Risques des objets connectés sur la vie privée : l’analyse de doctorants en sécurité à REDOCS

Rédigé par Jérôme GORIN

 - 

13 janvier 2022


La Rencontre Entreprises DOCtorants en Sécurité (REDOCS) est un événement organisé tous les ans par le GDR Sécurité Informatique qui se déroule sur une semaine entière. Elle réunit des doctorantes et doctorants en sécurité, principalement en deuxième ou troisième année – voire récemment diplômé(e) – afin de les faire travailler ensemble sur des sujets proposés par divers organismes. En 2021, la CNIL a fait partie des organismes sélectionnés pour proposer une thématique. Les étudiantes et étudiants se sont donc retrouvé(e)s du 25 au 29 octobre 2021 à Marseille, dans le quartier de Luminy.

Pour sa première participation, la CNIL a proposé à cinq d’entre eux de mener une série d’analyses sur différents objets connectés achetés sur des boutiques en ligne, à savoir :

  • des caméras de vidéosurveillance à bas coûts,
  • des jouets connectés,
  • des dispositifs médicaux,
  • des enceintes connectées.

Ces analyses se sont déroulées au moyen d’une méthodologie d’unboxing (c’est-à-dire de première utilisation d’un objet connecté, en commençant par son « déballage ») afin d’évaluer les risques que ceux-ci peuvent faire peser sur la vie privée.

Pour cela, la CNIL met à disposition la méthodologie d’analyse des objets connectées fondée sur la méthode PIA de la CNIL, ainsi qu’un ensemble de logiciel permettant l’écoute de communications de ces objets : déchiffrement des communications sur Internet, Bluetooth, Wifi. L’analyse doit couvrir tant les risques techniques liés à la conception de l’objet que ceux liés à son usage en pratique. Cette analyse doit également inclure l’exhaustivité et la clarté des informations délivrées aux utilisateurs avant et au cours de son usage.

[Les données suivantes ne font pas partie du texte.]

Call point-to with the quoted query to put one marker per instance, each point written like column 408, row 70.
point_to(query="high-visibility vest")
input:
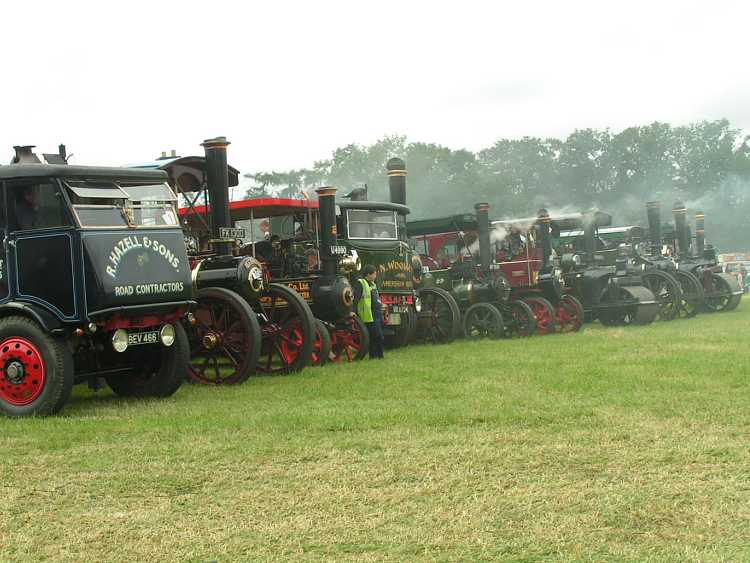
column 364, row 307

Cette rencontre est l’occasion pour ces jeunes chercheuses et chercheurs en sécurité d’évaluer la maturité du marché des objets connectés au regard des enjeux de vie privée, parmi les objets sélectionnés.

Nous avons interviewé les 5 participants et participantes de ce projet, qui en seulement 5 jours ont identifié des problématiques sur l’ensemble des objets connectés analysés.

 

LINC : Comment avez-vous appréhendé le sujet proposé par la CNIL ?

Nous avons commencé par sélectionner uniquement certains objets, il était en effet impossible de tout traiter en une semaine. Ensuite nous avons décidé de répartir le travail entre nous de la manière suivante : une partie du groupe s'est occupée de l'installation des appareils sélectionnés pendant que d'autres ont étudié les notices et politiques de confidentialités associées. Dans un second temps, nous avons défini la surface d’attaque potentielle (NLDR : les différents points faibles par lesquels un utilisateur non autorisé pourrait potentiellement s'introduire) des produits et procédé à différentes expérimentations, par exemple une étude du trafic réseau. Cela nous a permis d’élaborer des scénarios d’attaques et d’identifier les impacts associés. Pour finir, nous avons réalisé deux documents selon la méthodologie Privacy Impact Assessment pour deux des objets étudiés.

 

Quelles ont été vos critères de choix dans la sélection les objets et quels sont les aspects que vous avez souhaités analyser ?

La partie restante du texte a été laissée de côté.